Not quite as private as you thought. While Apple makes a big to-do about its renewed emphasis on privacy, the company is letting Snap, Facebook, and others bend its own rules for tracking iPhone users, The Financial Times reported Wednesday. Organizations interested in collecting iPhone data still can’t gather extensive, personalized info on each individual user, but they are obtaining anonymized, aggregate data that can be used to track the success of ad campaigns. Apple hasn’t exactly welcomed this interpretation of its privacy rules, but it hasn’t publicly pushed back on high-level tech executives who openly talk about the work-around.

From the article:

Snap has told investors that it plans to share data from its 306 million users—including those who ask Snap “not to track”—so advertisers can gain “a more complete, real-time view” on how ad campaigns are working. Any personally identifiable data will first be obfuscated and aggregated. 
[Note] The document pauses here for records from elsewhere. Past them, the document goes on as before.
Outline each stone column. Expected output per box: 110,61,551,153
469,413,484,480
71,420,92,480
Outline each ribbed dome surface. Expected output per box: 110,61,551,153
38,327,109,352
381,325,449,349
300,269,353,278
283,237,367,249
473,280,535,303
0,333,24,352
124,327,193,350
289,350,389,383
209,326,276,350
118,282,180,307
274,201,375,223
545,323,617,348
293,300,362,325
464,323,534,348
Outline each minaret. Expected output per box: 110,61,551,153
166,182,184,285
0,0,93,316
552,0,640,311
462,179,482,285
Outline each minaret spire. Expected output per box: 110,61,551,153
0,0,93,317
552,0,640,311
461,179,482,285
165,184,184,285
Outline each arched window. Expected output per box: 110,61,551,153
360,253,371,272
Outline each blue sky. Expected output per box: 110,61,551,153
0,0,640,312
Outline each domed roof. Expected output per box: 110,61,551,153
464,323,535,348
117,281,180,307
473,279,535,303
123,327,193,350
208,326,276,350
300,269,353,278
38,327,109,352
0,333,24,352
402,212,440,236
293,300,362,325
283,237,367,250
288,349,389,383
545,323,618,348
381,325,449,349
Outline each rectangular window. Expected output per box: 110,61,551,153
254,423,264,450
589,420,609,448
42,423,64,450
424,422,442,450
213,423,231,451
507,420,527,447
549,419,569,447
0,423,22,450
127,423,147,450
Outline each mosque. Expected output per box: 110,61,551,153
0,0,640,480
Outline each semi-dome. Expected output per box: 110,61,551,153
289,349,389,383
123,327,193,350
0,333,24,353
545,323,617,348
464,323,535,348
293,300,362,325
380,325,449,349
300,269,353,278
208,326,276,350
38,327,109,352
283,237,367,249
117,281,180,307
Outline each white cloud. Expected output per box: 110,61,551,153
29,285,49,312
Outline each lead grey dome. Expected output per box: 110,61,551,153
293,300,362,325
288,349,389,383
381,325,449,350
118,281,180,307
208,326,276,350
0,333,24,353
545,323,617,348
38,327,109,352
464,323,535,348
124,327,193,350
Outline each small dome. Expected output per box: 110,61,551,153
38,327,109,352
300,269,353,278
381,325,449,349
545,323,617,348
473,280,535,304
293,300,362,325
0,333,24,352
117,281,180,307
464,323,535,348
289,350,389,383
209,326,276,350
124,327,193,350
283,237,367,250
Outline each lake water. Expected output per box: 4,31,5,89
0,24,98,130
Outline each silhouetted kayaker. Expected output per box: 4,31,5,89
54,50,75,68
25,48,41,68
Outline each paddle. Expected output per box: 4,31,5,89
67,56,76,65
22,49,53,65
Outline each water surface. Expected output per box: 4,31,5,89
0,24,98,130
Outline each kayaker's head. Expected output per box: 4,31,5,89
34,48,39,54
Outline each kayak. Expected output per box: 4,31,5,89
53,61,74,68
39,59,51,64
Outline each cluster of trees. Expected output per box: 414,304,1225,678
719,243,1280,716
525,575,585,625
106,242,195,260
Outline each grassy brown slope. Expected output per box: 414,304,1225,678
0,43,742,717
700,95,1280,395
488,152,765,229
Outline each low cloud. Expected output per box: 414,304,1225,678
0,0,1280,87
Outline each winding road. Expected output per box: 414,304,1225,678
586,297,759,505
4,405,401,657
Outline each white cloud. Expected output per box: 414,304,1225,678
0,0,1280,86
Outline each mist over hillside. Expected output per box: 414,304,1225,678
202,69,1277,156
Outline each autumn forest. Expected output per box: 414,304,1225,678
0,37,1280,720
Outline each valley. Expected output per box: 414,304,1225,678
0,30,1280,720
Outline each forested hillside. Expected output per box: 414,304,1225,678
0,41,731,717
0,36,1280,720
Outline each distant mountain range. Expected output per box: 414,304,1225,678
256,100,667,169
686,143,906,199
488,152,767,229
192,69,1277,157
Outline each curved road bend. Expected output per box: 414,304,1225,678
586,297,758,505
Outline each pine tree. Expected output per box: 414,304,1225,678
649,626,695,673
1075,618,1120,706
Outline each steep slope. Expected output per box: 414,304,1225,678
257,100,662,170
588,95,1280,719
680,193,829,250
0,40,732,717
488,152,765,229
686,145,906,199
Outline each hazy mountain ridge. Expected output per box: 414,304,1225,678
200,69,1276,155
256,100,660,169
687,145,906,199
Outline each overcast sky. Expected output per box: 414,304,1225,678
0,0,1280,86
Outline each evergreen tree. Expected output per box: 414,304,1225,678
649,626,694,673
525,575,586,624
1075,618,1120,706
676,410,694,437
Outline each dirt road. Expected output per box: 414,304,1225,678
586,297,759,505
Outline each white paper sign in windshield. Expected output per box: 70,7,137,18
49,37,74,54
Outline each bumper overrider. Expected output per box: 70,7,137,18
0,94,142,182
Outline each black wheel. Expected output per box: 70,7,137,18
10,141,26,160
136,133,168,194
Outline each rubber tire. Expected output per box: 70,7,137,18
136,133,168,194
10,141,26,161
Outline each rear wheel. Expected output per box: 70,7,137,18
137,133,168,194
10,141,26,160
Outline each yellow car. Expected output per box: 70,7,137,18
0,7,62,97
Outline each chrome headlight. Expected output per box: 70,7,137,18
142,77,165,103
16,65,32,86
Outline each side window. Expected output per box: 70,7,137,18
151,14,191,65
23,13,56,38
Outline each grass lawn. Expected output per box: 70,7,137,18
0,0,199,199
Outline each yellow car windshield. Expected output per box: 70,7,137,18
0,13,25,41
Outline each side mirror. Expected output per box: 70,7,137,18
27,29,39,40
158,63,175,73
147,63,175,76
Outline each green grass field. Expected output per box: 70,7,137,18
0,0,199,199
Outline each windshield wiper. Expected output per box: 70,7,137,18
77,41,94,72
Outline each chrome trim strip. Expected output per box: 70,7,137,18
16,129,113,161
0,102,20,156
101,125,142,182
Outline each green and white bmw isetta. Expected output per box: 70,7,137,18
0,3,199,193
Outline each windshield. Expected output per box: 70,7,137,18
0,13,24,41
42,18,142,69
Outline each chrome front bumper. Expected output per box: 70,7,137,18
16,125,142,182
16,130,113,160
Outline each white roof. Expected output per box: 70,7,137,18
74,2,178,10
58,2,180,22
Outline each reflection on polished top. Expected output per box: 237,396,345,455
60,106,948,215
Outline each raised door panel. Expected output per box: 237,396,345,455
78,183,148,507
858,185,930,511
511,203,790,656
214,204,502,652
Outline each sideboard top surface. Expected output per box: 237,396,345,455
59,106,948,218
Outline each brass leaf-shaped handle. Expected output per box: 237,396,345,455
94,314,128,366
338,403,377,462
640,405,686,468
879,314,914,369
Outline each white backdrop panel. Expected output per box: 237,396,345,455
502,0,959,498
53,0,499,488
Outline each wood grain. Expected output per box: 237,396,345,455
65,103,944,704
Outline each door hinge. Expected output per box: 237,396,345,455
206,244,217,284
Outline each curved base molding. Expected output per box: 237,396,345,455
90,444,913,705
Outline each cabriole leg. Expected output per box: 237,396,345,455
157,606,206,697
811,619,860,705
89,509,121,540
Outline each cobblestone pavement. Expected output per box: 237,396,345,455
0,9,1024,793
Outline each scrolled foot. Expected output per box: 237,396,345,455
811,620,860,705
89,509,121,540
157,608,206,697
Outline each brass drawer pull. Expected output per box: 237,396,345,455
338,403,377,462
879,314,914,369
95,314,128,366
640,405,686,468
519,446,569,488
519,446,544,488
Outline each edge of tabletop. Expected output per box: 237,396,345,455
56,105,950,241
Similarly, Facebook operations chief Sheryl Sandberg said the social media group was engaged in a “multiyear effort” to rebuild ad infrastructure “using more aggregate or anonymized data”.

These companies point out that Apple has told developers they “may not derive data from a device for the purpose of uniquely identifying it”. This means they can observe “signals” from an iPhone at a group level, enabling ads that can still be tailored to “cohorts” aligning with certain behavior but not associated with unique IDs.

IN CASE YOU MISSED IT

DeepMind debuts massive language A.I. that approaches human-level reading comprehension, by Jeremy Khan

Russia targets popular Tor anti-censorship tool in expansion of its crackdown on online expression, by David Meyer

A gynecologist asked Twitter how he should redesign his office. The answers he got were about deeper health care issues, by Kylie Logan

As the world reopens, can Zoom maintain its hold on face-to-face meetings?, by Fortune editors

Ethereum update defuses ‘difficulty bomb’ that could have stopped Ether crypto mining, by Chris Morris

Ralph Lauren ventures into the metaverse again by debuting digital fashion line on Roblox, by Martine Paris and Bloomberg

BEFORE YOU GO

Solitaire from the driver’s seat? Eating a messy cheeseburger, putting on lipstick in the mirror, shooting down enemy planes from your virtual fighter jet. All are potential reasons for distracted driving in 2021, now that the Tesla Model 3 allows you to play a trio of video games from your dashboard console while the car is in motion, The New York Times reported Tuesday. A warning pops up declaring that only passengers should play the games—Solitaire, Sky Force Reloaded, or The Battle of Polytopia: Moonrise—while the Tesla is in drive, but there’s nothing to stop an irresponsible operator from engaging. Needless to say, safety advocates have a few thoughts.